Dünya enerji taşımacılığının en kritik güzergahlarından biri olan Hürmüz Boğazı’nda artan jeopolitik gerilim, küresel ölçekte enerji piyasalarında endişeye yol açtı. Türkiye, 2019 yılından bu yana İran’dan doğrudan petrol alımı yapmıyor olsa da, ülkeye gelen ham petrolün yaklaşık yüzde 20’si ve belirli dönemlerde Katar’dan tedarik edilen sıvılaştırılmış doğalgaz (LNG) da Hürmüz üzerinden sevk ediliyor.
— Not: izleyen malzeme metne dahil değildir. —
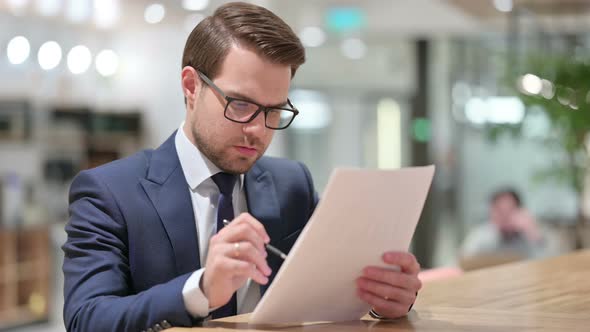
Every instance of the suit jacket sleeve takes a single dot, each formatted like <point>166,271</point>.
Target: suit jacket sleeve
<point>98,291</point>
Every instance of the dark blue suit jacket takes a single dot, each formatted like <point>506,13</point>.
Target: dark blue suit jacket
<point>132,240</point>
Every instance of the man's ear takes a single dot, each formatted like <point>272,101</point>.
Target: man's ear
<point>191,84</point>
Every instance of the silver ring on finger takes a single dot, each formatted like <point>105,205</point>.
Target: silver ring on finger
<point>236,249</point>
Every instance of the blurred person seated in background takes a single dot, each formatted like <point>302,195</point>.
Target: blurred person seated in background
<point>512,233</point>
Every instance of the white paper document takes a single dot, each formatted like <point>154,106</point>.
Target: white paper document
<point>362,214</point>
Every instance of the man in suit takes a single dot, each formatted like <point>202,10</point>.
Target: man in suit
<point>146,245</point>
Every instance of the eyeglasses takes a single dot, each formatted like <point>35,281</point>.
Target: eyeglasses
<point>243,111</point>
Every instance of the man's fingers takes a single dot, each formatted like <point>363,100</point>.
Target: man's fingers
<point>241,268</point>
<point>393,278</point>
<point>406,261</point>
<point>390,309</point>
<point>245,251</point>
<point>246,218</point>
<point>240,232</point>
<point>386,291</point>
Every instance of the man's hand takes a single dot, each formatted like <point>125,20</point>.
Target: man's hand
<point>236,253</point>
<point>390,292</point>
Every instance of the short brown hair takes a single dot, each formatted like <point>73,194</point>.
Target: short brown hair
<point>247,25</point>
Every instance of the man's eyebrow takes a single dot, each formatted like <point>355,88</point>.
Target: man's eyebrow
<point>237,95</point>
TEDARİK ÇEŞİTLİLİĞİ GÜVEN VERİYOR
Bu güzergah üzerinden gelen arzın sekteye uğrama ihtimaline karşı Türkiye uzun süredir enerji tedarikinde çeşitlendirmeye gidiyor. İran’dan doğrudan ithalat yapılmaması, bu ülkeye özgü riskleri şimdiden ortadan kaldırmış durumda. Ayrıca Gabar sahası gibi yerli üretim sahalarında kapasitenin artırılmasıyla birlikte, iç üretimin tüketimdeki payı artıyor. Son verilere göre bu oranın yüzde 8'e ulaştığı belirtiliyor. Enerji politikalarında öne çıkan bir diğer unsur ise alternatif güzergahlar:
Kalkınma Yolu ve Orta Koridor gibi bölgesel lojistik projeler, enerji akışını çeşitlendirme hedefiyle öne çıkıyor. Hürmüz Boğazı’nda yaşanabilecek her gelişme dünya piyasaları açısından önemli tehditler barındırsa da, Türkiye bu süreci görece sınırlı etkilerle karşılayacak bir altyapı ve hazırlığa sahip.